TUC boss says Rishi Sunak needs to ‘step on the plate’ to break out of stalemate and stop using payment review agencies as a ‘human shield’

The TUC boss accused the Prime Minister of using independent payroll review bodies as a “human shield”, while saying Rishi Sunak should “complete the plate” and allow ministers to walk around the table to negotiate with union leaders. .

TUC general secretary Paul Nowak told Sky News that the Prime Minister should “facilitate these talks” between union representatives and government officials and allow for “a fair deal on pay” to be reached.

“I think he’s forgotten the value of sitting down and reaching an agreement and getting ideas from people outside his cabinet,” Nowak said.

“And frankly, you know, I think that would be really good for us. Rishi Altar to talk to our unions, but also to the paramedics on the front, the physiotherapists, the teachers in the classrooms, the civil servants, the people who have been under real pressure over the workloads for the past ten years and who feel they are starting to break. point.

“Let the PM talk to these workers and understand their concerns and problems.”

Union leader calls strike summit with PM – latest in politics

Noting that workers’ wages are “the only thing not rising” among the rising cost of living, the Trades Union Congress boss continued: “The government is using independent review bodies as human shields – and I think it is in danger of discrediting them.

“When these institutions came together and gave their recommendations, we did not see inflation at 10%/11%.”

“So listen, let’s not hide behind salary review agencies. What we need is for the government to sit down with our unions and come to an agreement.”

In a stern letter to the Prime Minister, Mr. Nowak said: public services were in crisis After years of “underfunded and understaffed” – and it called for a complete change in government direction.

“We cannot solve the personnel crisis in our schools, hospitals and elsewhere if we do not address the underlying causes.”

The TUC boss said he worked closely with Mr Sunak to implement the unions’ leave plan and protect millions of jobs during the pandemic, adding: “This is the kind of mature approach we need right now.”

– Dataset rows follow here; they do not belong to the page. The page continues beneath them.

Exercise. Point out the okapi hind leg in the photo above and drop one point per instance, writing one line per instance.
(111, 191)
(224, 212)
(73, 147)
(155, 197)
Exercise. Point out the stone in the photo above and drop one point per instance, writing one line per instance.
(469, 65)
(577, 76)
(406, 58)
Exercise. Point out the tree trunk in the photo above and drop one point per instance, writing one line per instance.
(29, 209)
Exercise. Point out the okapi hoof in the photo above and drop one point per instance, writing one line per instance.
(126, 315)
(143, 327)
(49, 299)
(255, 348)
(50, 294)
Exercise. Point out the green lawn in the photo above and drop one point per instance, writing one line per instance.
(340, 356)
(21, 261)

Nowak’s defense goes like this: Railroad workers continue 48-hour strikeMore work shutdowns are planned this month in the transportation industry and public service.

Thousands of nurses across the country stage the biggest strike ever Getting around in NHS history just before Christmas – and more is in the cards.

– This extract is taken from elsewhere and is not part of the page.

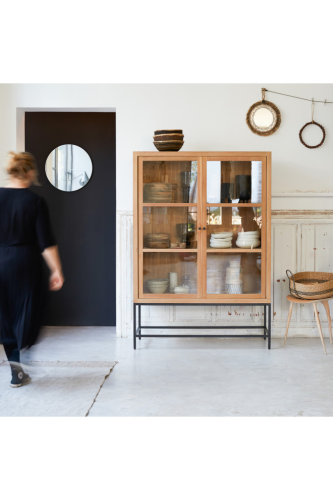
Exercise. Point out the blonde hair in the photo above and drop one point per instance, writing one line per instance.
(19, 164)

Explanatory: New year, new strike wave – Here’s who takes action, when and why

Nearly half of Britain’s rail lines are closed and only a fifth of the services are operational and another will start on Friday, with tens of thousands of workers at Network Rail and train operators shutting down on the second day of the strike.

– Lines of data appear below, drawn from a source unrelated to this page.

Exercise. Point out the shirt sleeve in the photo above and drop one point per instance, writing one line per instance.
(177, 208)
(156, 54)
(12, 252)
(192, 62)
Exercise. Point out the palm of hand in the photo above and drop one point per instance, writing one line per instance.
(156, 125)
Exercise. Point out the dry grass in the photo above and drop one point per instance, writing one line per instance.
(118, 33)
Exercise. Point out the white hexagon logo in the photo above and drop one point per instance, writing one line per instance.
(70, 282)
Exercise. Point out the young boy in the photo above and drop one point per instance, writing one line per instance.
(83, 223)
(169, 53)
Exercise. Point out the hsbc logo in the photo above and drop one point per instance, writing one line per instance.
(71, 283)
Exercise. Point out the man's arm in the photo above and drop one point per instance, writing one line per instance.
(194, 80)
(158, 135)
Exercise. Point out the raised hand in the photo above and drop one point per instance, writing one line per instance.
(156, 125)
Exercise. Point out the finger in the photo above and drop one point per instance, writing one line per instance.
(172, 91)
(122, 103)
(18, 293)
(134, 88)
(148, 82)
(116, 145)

Today, traffic officer service workers on National Highways will continue their strike as the DVSA driver inspectors’ strike begins in London, the South East, South Wales and the South West.

London bus workers in Abellio will also begin a two-day strike – the first of a series of actions planned by the group throughout January.

Read more: Network Rail says securing deal to stop strikes is ‘on track’

Ambulance personnel will go out again on January 11 and 23 The following action before Christmasmaintenance staff will resume on January 18 and 19.

EIS, Scotland’s largest education union, and members of two other unions will also go on strike on January 10 and 11, and for 16 more days to spread into February.